Barriers to learning

Dyslexia is a type of learning difficulty that affects one’s reading, writing, and spelling skills. It is estimated that about 10% of the population in the UK is dyslexic. Despite this high number, people with dyslexia often face significant barriers to learning and achievement. In this blog, we will discuss some of the barriers that people with dyslexia face and some strategies that can be used to help overcome them.

Barriers to Learning for Those with Dyslexia

1. Phonological Awareness Difficulties

Phonological awareness is the ability to recognise and manipulate the sounds that make up words. People with dyslexia often have difficulty with this skill, which makes it harder for them to learn to read and write. As a result, people with dyslexia may struggle with letter-sound correspondence, word decoding, and spelling. This difficulty can create a barrier to learning, which can impact their ability to access curriculum content.

2. Working Memory Deficits

Working memory is the ability to hold and manipulate information in one’s mind for a short period of time. People with dyslexia often have difficulty with this skill, which can make it hard for them to remember and apply the rules of language. This inability to maintain focus on the task at hand often leads to frustration and disengagement. This consequently creates a barrier to effective learning.

3. Difficulty in Processing Speed

Another major barrier to learning for people with dyslexia is their slow processing speed. They are often unable to decode words at a speed equivalent to their peers, which makes reading time-consuming and tedious for them. Poor processing speed can also affect other areas, such as writing and mental maths computations. Comprehension and learning are therefore greatly affected due to slower processing.

4. Visual Processing Challenges

People with dyslexia often struggle with visual processing tasks. This means that they have difficulty with tasks such as tracking and following lines of text, where they often lose their place, skip lines, or jump around words. People with this challenge find it hard to distinguish between letters and words and may get easily distracted by visual noise, leading to a lack of focus for extended periods, which results in low learning yields.

5. Attention and Executive Functioning

Attention and executive functioning are essential skills that enable the organisation of information, pronunciation of sounds to make words, monitoring of learning, and taking subsequent action towards the specific task. People with dyslexia often have significant difficulties in these areas, making it hard for them to stay on task and concentrate. Moreover, they frequently have trouble with specific aspects of executive functioning, such as initiating tasks or shifting their focus from one task to another.

6. Self-Esteem Issues and Anxiety

People with dyslexia often feel stigmatized and judged, which can wear on their self-esteem over time. Also, this leads to the development of anxiety, leading to a decline in engagement in learning activities. Therefore, paying attention to how they feel about themselves, how they process feedback, and how they interact with peers is essential to establishing the most effective learning frameworks for dyslexic learners.

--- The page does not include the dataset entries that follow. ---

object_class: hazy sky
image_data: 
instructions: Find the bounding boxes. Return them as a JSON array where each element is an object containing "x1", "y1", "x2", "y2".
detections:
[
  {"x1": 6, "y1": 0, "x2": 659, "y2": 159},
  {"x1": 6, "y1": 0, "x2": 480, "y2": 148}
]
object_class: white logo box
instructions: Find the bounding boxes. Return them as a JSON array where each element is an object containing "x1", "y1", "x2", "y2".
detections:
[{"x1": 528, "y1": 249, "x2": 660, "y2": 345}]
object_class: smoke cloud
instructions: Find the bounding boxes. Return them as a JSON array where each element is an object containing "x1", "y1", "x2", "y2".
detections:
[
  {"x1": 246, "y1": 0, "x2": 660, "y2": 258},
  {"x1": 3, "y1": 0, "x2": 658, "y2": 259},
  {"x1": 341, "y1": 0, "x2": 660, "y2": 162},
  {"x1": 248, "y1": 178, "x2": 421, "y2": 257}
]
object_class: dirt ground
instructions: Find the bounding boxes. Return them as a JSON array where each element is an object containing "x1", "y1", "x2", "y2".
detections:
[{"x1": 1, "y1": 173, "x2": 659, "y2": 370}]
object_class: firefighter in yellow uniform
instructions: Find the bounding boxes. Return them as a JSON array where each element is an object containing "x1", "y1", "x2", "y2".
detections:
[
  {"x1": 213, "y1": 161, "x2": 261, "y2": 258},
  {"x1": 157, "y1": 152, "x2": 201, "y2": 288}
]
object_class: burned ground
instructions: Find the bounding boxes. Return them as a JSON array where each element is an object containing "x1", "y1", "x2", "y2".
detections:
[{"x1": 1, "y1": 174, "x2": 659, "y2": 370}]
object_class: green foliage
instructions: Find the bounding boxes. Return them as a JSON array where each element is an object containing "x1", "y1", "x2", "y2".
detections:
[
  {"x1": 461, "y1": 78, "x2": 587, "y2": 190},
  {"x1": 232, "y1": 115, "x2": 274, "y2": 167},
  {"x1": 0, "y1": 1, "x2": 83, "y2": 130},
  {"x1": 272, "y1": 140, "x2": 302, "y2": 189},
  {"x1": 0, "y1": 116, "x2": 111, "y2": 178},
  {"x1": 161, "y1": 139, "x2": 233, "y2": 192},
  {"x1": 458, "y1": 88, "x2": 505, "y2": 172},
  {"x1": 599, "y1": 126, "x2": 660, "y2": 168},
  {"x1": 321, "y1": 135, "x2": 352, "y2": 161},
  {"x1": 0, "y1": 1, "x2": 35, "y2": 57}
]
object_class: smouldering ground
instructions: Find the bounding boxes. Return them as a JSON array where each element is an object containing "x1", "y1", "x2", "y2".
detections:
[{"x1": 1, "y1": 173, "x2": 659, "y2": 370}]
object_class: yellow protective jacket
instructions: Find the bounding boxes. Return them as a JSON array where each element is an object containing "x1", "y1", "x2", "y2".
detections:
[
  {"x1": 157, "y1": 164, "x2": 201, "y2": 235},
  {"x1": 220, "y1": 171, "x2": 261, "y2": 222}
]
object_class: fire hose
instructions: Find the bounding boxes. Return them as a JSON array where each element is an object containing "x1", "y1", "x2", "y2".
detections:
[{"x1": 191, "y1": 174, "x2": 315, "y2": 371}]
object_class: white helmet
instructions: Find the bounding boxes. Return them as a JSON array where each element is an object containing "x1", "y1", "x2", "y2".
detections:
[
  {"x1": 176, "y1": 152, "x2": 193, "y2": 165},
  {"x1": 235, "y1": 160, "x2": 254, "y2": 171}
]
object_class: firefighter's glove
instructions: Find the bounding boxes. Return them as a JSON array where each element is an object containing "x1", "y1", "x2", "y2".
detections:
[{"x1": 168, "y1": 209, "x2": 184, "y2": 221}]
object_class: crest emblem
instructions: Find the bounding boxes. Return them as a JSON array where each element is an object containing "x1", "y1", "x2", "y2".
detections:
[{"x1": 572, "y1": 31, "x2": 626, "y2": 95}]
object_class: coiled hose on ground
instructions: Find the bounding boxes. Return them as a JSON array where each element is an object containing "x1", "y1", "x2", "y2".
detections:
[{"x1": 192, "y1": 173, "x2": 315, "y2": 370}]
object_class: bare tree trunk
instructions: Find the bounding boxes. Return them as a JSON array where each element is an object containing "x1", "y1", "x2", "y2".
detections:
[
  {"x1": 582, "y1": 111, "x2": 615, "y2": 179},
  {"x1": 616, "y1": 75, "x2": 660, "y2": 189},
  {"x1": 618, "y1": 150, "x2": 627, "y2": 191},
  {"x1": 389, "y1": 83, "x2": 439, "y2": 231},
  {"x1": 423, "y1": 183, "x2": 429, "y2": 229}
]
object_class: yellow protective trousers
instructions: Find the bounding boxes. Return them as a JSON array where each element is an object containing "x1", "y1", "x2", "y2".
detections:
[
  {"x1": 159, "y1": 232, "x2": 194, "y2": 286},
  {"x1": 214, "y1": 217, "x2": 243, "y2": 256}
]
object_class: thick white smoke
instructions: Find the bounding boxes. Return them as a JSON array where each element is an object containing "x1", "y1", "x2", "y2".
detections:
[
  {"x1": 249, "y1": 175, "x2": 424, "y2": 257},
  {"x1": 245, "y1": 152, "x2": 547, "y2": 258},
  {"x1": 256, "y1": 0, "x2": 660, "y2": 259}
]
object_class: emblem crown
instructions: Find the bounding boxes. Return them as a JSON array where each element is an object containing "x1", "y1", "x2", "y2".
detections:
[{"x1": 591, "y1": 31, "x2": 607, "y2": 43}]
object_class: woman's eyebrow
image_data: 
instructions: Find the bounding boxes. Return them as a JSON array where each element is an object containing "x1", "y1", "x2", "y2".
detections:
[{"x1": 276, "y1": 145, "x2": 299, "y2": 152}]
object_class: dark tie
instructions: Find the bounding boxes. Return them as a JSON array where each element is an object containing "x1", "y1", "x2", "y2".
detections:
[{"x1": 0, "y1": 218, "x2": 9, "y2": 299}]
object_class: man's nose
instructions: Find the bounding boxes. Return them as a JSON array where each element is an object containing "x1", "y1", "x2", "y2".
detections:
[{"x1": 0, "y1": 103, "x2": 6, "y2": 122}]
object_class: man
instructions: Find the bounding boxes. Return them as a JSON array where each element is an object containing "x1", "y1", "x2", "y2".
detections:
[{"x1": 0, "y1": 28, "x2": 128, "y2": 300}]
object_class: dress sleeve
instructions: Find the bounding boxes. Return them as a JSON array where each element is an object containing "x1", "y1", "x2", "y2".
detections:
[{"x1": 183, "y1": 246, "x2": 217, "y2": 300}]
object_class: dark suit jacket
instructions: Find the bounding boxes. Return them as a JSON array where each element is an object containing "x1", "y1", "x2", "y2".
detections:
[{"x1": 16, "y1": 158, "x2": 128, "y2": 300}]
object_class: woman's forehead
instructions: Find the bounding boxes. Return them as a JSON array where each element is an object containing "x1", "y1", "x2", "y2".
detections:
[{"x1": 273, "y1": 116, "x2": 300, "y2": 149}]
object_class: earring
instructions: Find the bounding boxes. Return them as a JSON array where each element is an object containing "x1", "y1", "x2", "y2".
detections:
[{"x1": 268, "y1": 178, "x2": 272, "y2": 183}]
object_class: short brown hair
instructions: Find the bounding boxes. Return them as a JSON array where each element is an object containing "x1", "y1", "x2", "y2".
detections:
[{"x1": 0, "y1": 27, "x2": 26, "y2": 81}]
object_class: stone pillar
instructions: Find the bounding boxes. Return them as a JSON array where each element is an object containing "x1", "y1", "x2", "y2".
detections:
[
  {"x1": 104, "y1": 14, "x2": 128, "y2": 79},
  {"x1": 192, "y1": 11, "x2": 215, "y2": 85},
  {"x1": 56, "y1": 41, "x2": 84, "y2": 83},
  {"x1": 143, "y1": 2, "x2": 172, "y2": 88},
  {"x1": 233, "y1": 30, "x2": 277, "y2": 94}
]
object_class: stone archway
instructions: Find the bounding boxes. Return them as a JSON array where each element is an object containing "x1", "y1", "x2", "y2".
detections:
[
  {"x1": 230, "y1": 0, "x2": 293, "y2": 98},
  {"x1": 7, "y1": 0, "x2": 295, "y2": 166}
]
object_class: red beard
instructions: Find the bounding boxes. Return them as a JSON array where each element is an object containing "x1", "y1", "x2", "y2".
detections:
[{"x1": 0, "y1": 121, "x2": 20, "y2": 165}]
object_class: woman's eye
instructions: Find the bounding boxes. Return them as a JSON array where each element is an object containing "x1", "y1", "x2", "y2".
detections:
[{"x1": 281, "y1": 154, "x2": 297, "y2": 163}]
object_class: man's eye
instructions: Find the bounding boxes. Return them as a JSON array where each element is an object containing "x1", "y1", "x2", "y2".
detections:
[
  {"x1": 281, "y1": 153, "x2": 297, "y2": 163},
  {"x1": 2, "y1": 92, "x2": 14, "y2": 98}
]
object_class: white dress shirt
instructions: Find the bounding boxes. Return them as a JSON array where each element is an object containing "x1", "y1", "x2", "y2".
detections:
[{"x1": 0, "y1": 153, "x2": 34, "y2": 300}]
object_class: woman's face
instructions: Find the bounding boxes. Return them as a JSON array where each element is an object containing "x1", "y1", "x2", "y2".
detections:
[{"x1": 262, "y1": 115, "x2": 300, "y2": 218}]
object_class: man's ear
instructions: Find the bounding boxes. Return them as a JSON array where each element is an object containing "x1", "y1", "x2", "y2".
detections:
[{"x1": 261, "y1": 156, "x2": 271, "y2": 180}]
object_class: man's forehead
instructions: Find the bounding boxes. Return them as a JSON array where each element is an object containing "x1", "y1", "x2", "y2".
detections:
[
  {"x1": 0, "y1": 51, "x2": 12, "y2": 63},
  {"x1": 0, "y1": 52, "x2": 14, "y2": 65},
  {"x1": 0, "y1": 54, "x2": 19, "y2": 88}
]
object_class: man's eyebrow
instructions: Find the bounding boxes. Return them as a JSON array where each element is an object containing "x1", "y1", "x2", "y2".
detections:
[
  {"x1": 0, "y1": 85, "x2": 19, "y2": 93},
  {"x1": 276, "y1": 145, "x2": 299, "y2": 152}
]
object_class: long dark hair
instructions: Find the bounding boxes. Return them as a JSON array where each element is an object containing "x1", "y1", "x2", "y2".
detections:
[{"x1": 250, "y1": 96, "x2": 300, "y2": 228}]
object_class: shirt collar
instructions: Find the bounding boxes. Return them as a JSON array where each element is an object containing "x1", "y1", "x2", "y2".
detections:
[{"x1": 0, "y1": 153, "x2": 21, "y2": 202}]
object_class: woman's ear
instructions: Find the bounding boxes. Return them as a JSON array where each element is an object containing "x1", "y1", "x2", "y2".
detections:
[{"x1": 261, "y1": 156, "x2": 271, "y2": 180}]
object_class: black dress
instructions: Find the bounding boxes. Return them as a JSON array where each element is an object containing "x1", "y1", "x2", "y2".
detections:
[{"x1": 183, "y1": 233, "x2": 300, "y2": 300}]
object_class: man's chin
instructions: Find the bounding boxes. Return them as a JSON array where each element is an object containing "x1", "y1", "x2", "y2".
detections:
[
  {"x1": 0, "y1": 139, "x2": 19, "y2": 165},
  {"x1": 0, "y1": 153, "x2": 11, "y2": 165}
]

Overcoming Barriers to Learning for Those with Dyslexia

1. Early Identification and Intervention

Early identification is key in setting up dyslexic learners for success. The earlier the difficulties are identified, the more of an opportunity there is to put support structures in place that can aid learning. This requires skilled professionals who can screen, assess, and provide targeted educational programs to minimize learning difficulties.

2. Effective and adapted teaching and learning strategies

It is important that educational institutions design curricula that incorporate teaching methods adapted to meet the learning needs of those with dyslexia. For instance, teachers should integrate multi-sensory teaching strategies, which involve the use of touch, such as labeling physical objects, and visually organising abstract ideas. Also, audio support, colored overlays, graphic organizers, and computational aids to encourage self-exploration and understanding of concepts.

3. Assistive Technology

Assistive technology, such as text-to-speech, speech recognition, and word prediction software can help to modify the way tasks are performed. These technologies can be used to enhance the understanding of reading material, ease written composition, make accessing class content more efficient, and promote overall interest in learning.

4. Mindfulness and Goal-Setting

Encouraging learners to be mindful and focusing on goal-setting is especially important for dyslexic learners who may struggle with self-esteem, anxiety, and attention. Mindfulness can help to improve emotional regulation and decrease anxiety levels. Learners should develop positive self-talk and visual aids that can aid in setting realistic goals and boost confidence, leading to improved learning engagement.

Dyslexia is one of many learning difficulties affecting many people worldwide. It is important to recognise the unique challenges that dyslexic people experience and find ways to help them navigate these challenges. With a deeper understanding of these difficulties and the application of appropriate learning solutions, we can help to foster an environment in which people with dyslexia can flourish academically and socially. Ultimately, setting up these structures not only helps dyslexic individuals but also builds a culture that advances educational equity and success for everyone.